Near-term volatility, key levels to watch
In the short term, both metals remain sensitive to geopolitical headlines, oil price movements, and interest rate expectations. Gold was recently trading around $4,721.50 per ounce (approximately ₹1,42,768 per 10 grams), down 0.23%, while silver declined to $76.03 per ounce (around ₹2,29,913 per kg), falling 2.39%.
From a technical perspective, Renisha Chainani noted that both metals are trading within well-defined ranges, indicating consolidation before the next move.
“Gold is trading between $4,650–$4,850 and silver between $76–$81, and any breakout or breakdown from these ranges could trigger a 3–4% directional move, with silver likely to see sharper volatility given its higher beta,” she said.
Recent price action reflects shifting investor sentiment.
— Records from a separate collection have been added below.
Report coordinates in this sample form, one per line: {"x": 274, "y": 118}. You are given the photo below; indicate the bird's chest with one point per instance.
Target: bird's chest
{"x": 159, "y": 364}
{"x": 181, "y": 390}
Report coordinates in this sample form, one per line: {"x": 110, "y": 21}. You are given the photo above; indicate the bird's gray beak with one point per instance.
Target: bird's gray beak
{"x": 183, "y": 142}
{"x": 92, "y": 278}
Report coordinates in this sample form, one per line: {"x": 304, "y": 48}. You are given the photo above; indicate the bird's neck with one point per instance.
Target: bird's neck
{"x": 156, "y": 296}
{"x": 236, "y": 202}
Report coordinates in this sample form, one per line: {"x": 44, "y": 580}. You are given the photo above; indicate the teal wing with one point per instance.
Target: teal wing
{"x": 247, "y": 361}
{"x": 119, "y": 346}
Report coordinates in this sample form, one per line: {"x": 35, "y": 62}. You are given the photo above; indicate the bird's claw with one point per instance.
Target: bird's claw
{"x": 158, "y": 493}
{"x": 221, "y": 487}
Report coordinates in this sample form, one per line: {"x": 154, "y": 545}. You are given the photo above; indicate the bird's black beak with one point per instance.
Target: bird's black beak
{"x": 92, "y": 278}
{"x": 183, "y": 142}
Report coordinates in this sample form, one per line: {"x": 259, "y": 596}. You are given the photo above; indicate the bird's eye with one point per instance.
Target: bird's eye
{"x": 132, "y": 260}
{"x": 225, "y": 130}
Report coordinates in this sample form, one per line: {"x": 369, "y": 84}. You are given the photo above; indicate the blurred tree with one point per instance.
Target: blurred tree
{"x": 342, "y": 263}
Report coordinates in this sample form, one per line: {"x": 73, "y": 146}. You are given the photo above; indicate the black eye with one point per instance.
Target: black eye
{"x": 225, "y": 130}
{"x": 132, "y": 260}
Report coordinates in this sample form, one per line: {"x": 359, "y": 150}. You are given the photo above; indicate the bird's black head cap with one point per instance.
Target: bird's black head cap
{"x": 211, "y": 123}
The easing of immediate geopolitical risks following the ceasefire extension has reduced safe-haven flows, while fluctuations in crude oil and the U.S. dollar continue to influence direction.
Overall, while gold remains a defensive hedge in uncertain times, silver’s combination of industrial demand, valuation comfort, and historical outperformance patterns positions it as a stronger candidate for gains over the next 6–12 months — provided global growth conditions do not deteriorate sharply.
Disclaimer: The views and recommendations made above are those of individual analysts or broking companies, and not of Mint. We advise investors to check with certified experts before making any investment decisions.